Cuando se habla de posmodernidad es común citar como fundador del término al francés Jean-François Lyotard, autor de La condición posmoderna (1979), quien lo define como “una incredulidad hacia las metanarrativas” (por ejemplo, el cristianismo, el marxismo o la razón). Frente a él y a modo de respuesta-debate, el alemán Jürgen Habermas plantea que la modernidad es un proyecto inacabado, de ahí que se generen continuadores, detractores y escépticos frente a este (supuesto) fin. Otro filósofo francés, Jean Baudrillard, plantea que tanto modernidad como posmodernidad se establecen a partir de un discurso, así que podemos esperar diferencias entre quienes lo han estudiado.

En el caso del arte mexicano, el neomexicanismo caracteriza sólo una corriente de la posmodernidad, misma que no fue una tendencia homogénea y su primera versión suele confundirse con la apropiación que de ella realizó el salinismo (1988-1994) en los 90, convirtiéndola en la visión hegemónica acorde al discurso estatal, para mostrar a un México grandioso de continuidades históricas, orgulloso de su “modernidad”. Es por ello que los revivals, la fragmentación, y el uso de símbolos patrios o religiosos como la bandera o el Sagrado Corazón, o de las monografías escolares, tropicalizaron el influjo europeo de una posmodernidad que también se dedicó a explorar de manera relevante la identidad de género.

No sólo fue favorecida la pintura sobre otras manifestaciones como el performance, sino que se le etiquetó como una revalorización de la cultura mexicana.
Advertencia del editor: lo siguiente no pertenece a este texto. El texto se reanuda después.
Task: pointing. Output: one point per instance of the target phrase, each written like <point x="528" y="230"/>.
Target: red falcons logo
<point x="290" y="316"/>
No obstante, la ironía de las primeras obras de Enrique Guzmán y Javier de la Garza no era complaciente, si bien no llegaba a establecerse tampoco en el extremo del sarcasmo. Más contundente era la apropiación de estos símbolos por parte de artistas que de forma explícita exponían su identidad homosexual enfundados en banderas, como Nahum Zenil y Julio Galán.

Y a propósito de Julio Galán (icono que va que vuela a comodificarse como Frida Kahlo) con su exposición MARCO en Monterrey, es obligado revisitarlo, no sin antes mencionar -a manera de válida digresión- que la exposición en el Centro de las Artes en Monterrey en 2016, aunque menos extensa, fue la muestra más exquisita del talento y las exploraciones en torno a la pintura y a su identidad que he visto de ese autor coahuilense. La actual no me entusiasmó, pero quienes se la perdieron al menos pueden disfrutar de un pintor en toda la extensión de la palabra, independientemente de sus excentricidades que, como Warhol, ya son parte de su “marca”.

También ha habido exposiciones revisionistas de estos temas. El Museo de Arte Moderno en la Ciudad de México realizó en 2011 la que justamente llamó ¿Neomexicanismos? Ficciones identitarias en el México de los ochenta. El propio título apunta al aspecto discursivo de su nombre, enmarcado en la posmodernidad que inaugura la era del simulacro artístico en los medios de comunicación masiva. Y al poner en duda el propio nombre, entre signos de interrogación, permite observarlo con la misma ironía con la que nació.